The sort of  facility just described is quite easily within the reach of a typical community centre, school or church facility, and would be adaptable to the educational needs of many levels of students, for many subjects.

By the way, I am also advocating that we need to reconceptualise our regional high school system:
a: seeing 1 - 3 forms as a foundational "Junior High" component that incorporates a bridge from primary [we should not hesitate to use a bridging "lower first" form for those who need it, as high school level education is now the real necessary foundational level for the global workforce; as once 7th standard or 9th grade or 8th grade were . . . ], and 

b: with 4 & 5 forms (with room for an upper 5th for those who need it, as was done in the late 1970's  by the well-known Foundation School in Christ Church, Barbados that my brother attended) as an intermediate level of qualification. On that baseline, 

c: 6th form can then be reworked as an upper level secondary and tertiary level bridging programme, with possibilities for integration into an Associate Degree. 

d: Opening up of a technical and paraprofessional track for sixth form or community college studies, would be a major breakthrough.

e: I suggest that at the 3rd form standard, a foundational Secondary certificate should be awarded.

f: at 5th form level, an intermediate High School Diploma should be issued, 

g: both of these being built on a portfolio based profiling of student achievement, of which external exam certification should be simply one component.

h: At 6th form/community college level, certificates should build bridging and technical/academic units towards an Associate Degree. 6th form graduates should have an upper level High School Diploma, with again a portfolio based profile. 
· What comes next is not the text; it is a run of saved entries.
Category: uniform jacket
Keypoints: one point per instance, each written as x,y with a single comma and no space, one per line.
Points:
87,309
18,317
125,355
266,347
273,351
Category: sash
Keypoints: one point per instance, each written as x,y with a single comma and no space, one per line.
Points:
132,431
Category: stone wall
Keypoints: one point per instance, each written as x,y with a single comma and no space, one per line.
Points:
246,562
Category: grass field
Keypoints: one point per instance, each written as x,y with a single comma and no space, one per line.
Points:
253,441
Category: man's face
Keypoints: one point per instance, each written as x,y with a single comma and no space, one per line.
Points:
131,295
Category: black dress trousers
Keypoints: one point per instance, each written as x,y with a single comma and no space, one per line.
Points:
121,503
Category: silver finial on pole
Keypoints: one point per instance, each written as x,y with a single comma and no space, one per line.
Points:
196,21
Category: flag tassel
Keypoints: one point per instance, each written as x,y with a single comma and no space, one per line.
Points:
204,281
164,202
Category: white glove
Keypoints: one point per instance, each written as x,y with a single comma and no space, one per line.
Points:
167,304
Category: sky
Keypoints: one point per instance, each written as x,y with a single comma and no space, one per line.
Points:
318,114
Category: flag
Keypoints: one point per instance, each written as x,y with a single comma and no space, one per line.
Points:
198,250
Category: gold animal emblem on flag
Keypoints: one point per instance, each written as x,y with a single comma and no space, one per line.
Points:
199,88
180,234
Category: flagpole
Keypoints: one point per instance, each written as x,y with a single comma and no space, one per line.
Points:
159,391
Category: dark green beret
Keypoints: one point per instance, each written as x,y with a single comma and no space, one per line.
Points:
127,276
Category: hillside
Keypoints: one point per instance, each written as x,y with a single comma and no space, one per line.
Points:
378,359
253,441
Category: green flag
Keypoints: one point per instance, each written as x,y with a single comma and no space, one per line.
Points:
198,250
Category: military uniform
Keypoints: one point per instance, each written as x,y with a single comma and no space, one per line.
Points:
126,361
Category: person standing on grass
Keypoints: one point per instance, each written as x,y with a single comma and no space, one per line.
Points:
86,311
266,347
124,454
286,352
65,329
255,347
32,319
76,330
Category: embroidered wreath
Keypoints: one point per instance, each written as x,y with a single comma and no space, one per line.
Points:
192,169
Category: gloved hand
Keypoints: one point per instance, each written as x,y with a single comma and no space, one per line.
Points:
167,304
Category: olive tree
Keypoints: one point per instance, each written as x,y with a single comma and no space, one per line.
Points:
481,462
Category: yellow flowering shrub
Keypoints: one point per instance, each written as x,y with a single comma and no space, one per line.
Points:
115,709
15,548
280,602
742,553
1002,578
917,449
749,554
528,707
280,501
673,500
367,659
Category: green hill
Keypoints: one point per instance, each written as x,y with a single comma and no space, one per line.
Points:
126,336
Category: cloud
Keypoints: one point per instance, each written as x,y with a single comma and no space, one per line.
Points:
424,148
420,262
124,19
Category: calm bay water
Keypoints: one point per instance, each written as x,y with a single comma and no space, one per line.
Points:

i: Throughout the system, external examination results should be just one component.
Of course, all of this brings us back to the AA CCS proposal that I have been developing, for a regional cybercollege with microcampus local presence:

The proposed, 64 credit regional Associate in Arts, Concentration in Caribbean Christian Service
Such a programme, with integrated second chance secondary education and bridging studies, should be well suited for educational renewal.

In this whole construct, the introduction of a computer studies curriculum, as proposed above, would then serve as a key technical capacity building component.
So, with this Capacity Focus blog post, we have put down a third plank in the platform for targetted educational transformation for the Caribbean. In future posts, DV [let's try for one a week for now], we will look at other strategic action points.  END

*F/N: Blender seems to have a problem, by which some video cards apparently have incompatibilities. This manifests as a white rectangle instead of a video preview for video strips with the Video Sequence Editor. As a workaround, if the render is set to a power of two, e.g. 512 x 512 or 1024 x 1024, the editor preview will work, though of course the image as seen there may be distorted somewhat.